2- Conséquence du principe de l’autonomie de la volonté sur le régime du contrat organisé par le Code Civil.

A l’époque cette expression n’existait pas. Elle a été inventé pour traduire les idées à fondamentale des rédacteurs du Code Civil. Le Code Civil est en effet très influencé par ce principe. Toutefois, dès le départ, ils fixent des limites à l’influence de ce dernier. Certes ils consacrent à la volonté un rôle essentiel (le contrat repose bien sur un échange de consentement et c’est la raison pour laquelle il va s’assurer que la volonté exprimée est bien libre est éclairée avec la théorie des vices du consentement).

La volonté est bien considéré comme l’élément déterminant mais le code civil dès l’origine pose des limites à sa toute puissance.

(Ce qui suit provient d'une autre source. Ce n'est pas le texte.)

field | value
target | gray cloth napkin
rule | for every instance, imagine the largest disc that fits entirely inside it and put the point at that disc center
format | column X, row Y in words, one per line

Ainsi, le Code Civil va consacrer la liberté contractuelle et sa conséquence technique : le consensuallisme.

Mais il apporte tout de suite des aménagements et des limites. Tout d’abord à propos de la liberté contractuelle, le Code Civil précise qu’elle s’exerce dans les limites fixées par le législateur (art 6 du Code Civil):

« on ne peut déroger par des conventions particulières aux lois qui intéressent l’ordre public et les bonnes mœurs »

–> Cela signifie qu’on ne peut pas prévoir librement tout ce que l’on veut par contrat. L’art 6 fixe une interdiction : on ne peut pas prévoir par contrat une mesure qui serait contraire à la Loi.

De même le consensuallisme est le principe posé par le Code Civil mais dès 1804 on prévoit quelques exceptions à ce principe.

De la même manière, le Code Civil consacre le principe de la force obligatoire du contrat, ancien art 1134 devenu l’art 1103. La limite est donnée par l’expression « légalement formé » qui sous-entends que la force obligatoire ne vient pas directement de la volonté mais de la loi qui reconnaît cet effet de l’accord des volontés. Le contrat à force obligatoire parce que le droit objectif attache une telle force au consentement.

Enfin le Code Civil proclame également l’effet relatif à l’art 1200 mais dès le départ il envisage des exceptions comme la stipulation pour autrui.

Le principe d’autonomie de la volonté est bien le principe qui a inspiré les règles relatives aux contrats du Code Civil de 1804. C’est ce principe qui explique les trois principes directeurs que nous avons exposé qui restent aujourd’hui encore les principes directeurs du droit des contrats. Mais avant même la réforme de 2016 ce principe de l’autonomie de la volonté et les principes qui en découlent ont du être aménagé pour s’adapter à l’évolution de la société. On a assisté à un déclin relatif du principe de l’autonomie de la volonté qui va perdre de sa puissance.